Bug #27197 Phantom reads occuring under innodb serializable isolation level
Submitted: 16 Mar 2007 3:12 Modified: 25 Oct 2007 1:32
Reporter: Ben Vandiver Email Updates:
Status: Closed Impact on me:
None 
Category:MySQL Server: InnoDB storage engine Severity:S2 (Serious)
Version:5.1.16, 4.1.22-max OS:Linux (Linux)
Assigned to: Vasil Dimov CPU Architecture:Any

[16 Mar 2007 3:12] Ben Vandiver
Description:
I'm seeing phantom reads appear when running in serializable mode.

Details:
  InnoDB tables
  connecting with JDBC (mysql-connector-java-3.1.6-bin.jar)
  reproduced under 4.1.22-max and 5.1.16-beta
  pool of threads, some doing inserts, others doing selects
  happens intermittently

CREATE TABLE order_table_backup (  o_id integer not null,  o_d_id integer not null,  o_w_id integer not null,  o_c_id integer,  o_entry_d timestamp,  o_carrier_id integer,  o_ol_cnt integer,  o_all_local integer,  primary key (o_w_id, o_d_id, o_id)) Engine=InnoDB

Insert:
"insert into order_table (o_id,o_d_id,o_w_id,o_c_id,o_entry_d,o_ol_cnt,o_all_local) values ("+o+","+d+","+w+","+id+",'"+new Timestamp(System.currentTimeMillis())+"',"+0+","+0+")"

Query:
"select o_id,o_c_id from order_table where o_d_id="+d+" and "+
				      "o_w_id="+w+" order by o_id desc"

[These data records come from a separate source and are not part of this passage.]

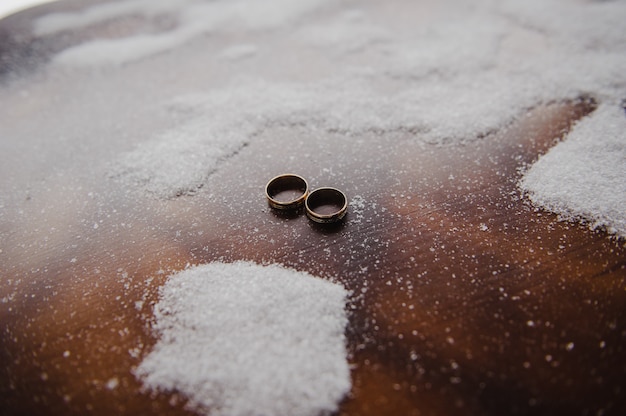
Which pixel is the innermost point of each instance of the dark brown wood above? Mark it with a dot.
(466, 300)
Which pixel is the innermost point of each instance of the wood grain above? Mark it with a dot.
(466, 300)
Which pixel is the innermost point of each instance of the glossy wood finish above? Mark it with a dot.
(466, 300)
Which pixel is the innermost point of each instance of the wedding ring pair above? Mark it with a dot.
(289, 192)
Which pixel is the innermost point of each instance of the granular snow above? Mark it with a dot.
(244, 339)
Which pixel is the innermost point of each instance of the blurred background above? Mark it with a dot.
(8, 7)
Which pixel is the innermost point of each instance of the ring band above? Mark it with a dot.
(326, 205)
(286, 192)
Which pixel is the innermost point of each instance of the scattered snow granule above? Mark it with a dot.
(584, 176)
(244, 339)
(112, 383)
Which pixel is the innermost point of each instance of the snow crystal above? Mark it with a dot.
(450, 71)
(584, 177)
(195, 18)
(243, 339)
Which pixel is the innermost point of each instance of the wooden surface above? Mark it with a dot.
(466, 300)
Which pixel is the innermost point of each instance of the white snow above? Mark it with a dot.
(244, 339)
(585, 176)
(463, 72)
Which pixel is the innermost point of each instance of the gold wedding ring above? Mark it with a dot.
(286, 192)
(326, 205)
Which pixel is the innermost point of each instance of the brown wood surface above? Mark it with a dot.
(466, 300)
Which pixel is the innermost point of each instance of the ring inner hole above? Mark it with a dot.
(287, 189)
(326, 202)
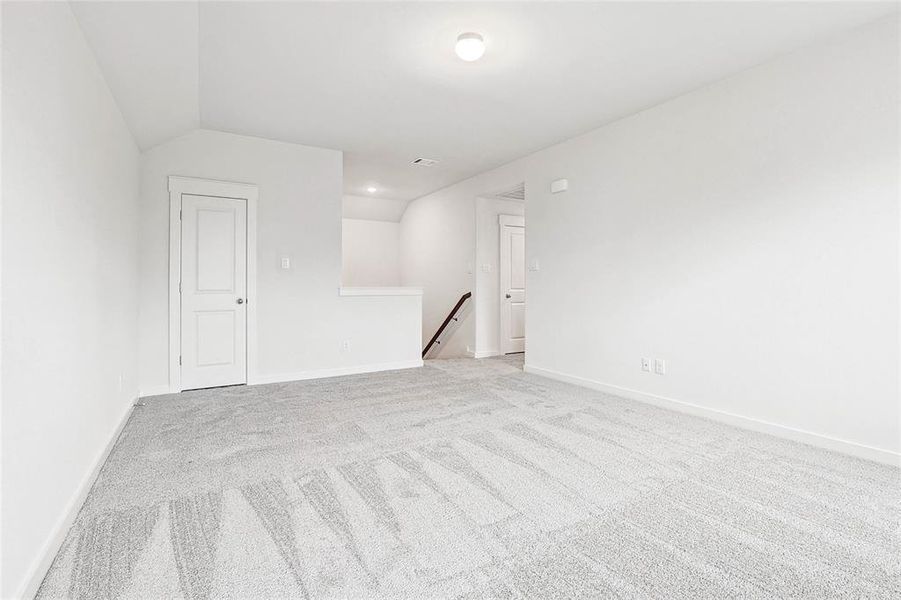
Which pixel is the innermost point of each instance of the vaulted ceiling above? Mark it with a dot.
(380, 81)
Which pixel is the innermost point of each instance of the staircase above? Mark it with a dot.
(451, 318)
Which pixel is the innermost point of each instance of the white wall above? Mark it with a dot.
(370, 253)
(437, 252)
(746, 232)
(302, 321)
(70, 204)
(487, 273)
(371, 208)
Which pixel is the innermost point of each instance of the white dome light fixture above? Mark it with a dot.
(470, 46)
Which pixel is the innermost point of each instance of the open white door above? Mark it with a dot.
(213, 291)
(513, 283)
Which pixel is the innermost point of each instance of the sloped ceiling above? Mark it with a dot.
(380, 81)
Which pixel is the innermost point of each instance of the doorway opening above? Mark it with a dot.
(500, 276)
(212, 283)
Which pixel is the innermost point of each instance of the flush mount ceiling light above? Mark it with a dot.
(470, 46)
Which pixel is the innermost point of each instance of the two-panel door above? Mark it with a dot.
(213, 291)
(513, 283)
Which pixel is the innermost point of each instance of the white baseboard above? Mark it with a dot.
(337, 372)
(798, 435)
(51, 546)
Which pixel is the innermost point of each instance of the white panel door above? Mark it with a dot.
(213, 291)
(513, 284)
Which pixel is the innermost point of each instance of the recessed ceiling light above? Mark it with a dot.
(470, 46)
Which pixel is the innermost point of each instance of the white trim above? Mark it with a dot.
(338, 371)
(54, 542)
(783, 431)
(380, 291)
(221, 189)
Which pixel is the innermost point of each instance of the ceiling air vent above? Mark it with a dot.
(516, 193)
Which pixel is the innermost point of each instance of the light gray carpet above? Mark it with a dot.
(470, 479)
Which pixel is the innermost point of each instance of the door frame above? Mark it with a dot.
(503, 221)
(179, 185)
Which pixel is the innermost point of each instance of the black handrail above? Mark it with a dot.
(450, 316)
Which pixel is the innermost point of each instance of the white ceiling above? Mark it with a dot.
(380, 81)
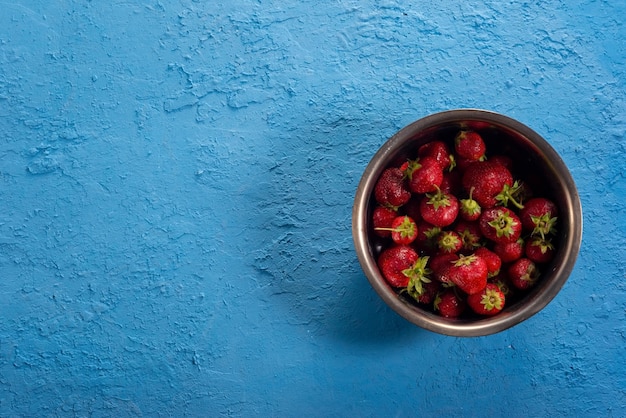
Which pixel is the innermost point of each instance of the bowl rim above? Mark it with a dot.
(570, 215)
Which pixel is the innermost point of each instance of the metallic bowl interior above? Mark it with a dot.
(545, 171)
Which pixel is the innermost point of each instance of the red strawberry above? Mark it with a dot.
(390, 189)
(449, 242)
(448, 304)
(438, 264)
(412, 208)
(439, 208)
(425, 175)
(500, 224)
(470, 234)
(394, 262)
(430, 292)
(451, 182)
(491, 183)
(427, 234)
(492, 259)
(469, 273)
(437, 150)
(539, 216)
(539, 250)
(488, 302)
(382, 218)
(509, 251)
(403, 230)
(523, 273)
(469, 210)
(418, 278)
(469, 145)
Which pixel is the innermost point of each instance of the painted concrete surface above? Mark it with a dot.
(176, 183)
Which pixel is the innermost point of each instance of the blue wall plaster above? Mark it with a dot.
(176, 182)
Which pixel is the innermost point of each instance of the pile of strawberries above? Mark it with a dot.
(460, 234)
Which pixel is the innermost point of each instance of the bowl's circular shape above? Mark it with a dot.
(540, 162)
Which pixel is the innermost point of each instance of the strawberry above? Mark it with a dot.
(425, 175)
(487, 302)
(448, 304)
(439, 208)
(469, 273)
(437, 150)
(403, 230)
(539, 250)
(539, 216)
(469, 209)
(451, 182)
(382, 218)
(469, 145)
(391, 189)
(470, 234)
(438, 264)
(412, 208)
(491, 184)
(449, 242)
(500, 225)
(523, 273)
(492, 259)
(395, 264)
(427, 234)
(509, 251)
(418, 277)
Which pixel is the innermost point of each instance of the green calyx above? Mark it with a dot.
(545, 225)
(510, 194)
(492, 299)
(503, 224)
(438, 199)
(465, 260)
(418, 275)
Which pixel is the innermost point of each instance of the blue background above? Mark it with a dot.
(176, 184)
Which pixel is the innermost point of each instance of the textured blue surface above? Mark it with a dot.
(176, 182)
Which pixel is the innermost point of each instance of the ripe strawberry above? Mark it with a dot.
(500, 224)
(470, 235)
(469, 210)
(382, 218)
(451, 182)
(488, 302)
(430, 292)
(539, 250)
(449, 242)
(469, 145)
(492, 259)
(469, 273)
(523, 273)
(418, 277)
(509, 251)
(403, 230)
(390, 189)
(412, 208)
(437, 150)
(438, 264)
(492, 183)
(425, 175)
(448, 304)
(427, 234)
(439, 208)
(394, 262)
(539, 216)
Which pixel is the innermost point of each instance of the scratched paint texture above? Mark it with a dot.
(176, 182)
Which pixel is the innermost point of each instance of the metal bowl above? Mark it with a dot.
(542, 166)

When you run the query twice in the same transaction (autocommit off), the second query sometimes returns an extra row.

How to repeat:
see attached java file for details

amusingly enough, the phantoms do not show up under REPEATABLE_READ.
[16 Mar 2007 3:13] Ben Vandiver
Java program to exhibit bug

Attachment: BugTest.java (text/java), 4.56 KiB.

[16 Mar 2007 3:51] Ben Vandiver
Also worth noting:

Tests were run on a dual cpu Xeon with Hyperthreading.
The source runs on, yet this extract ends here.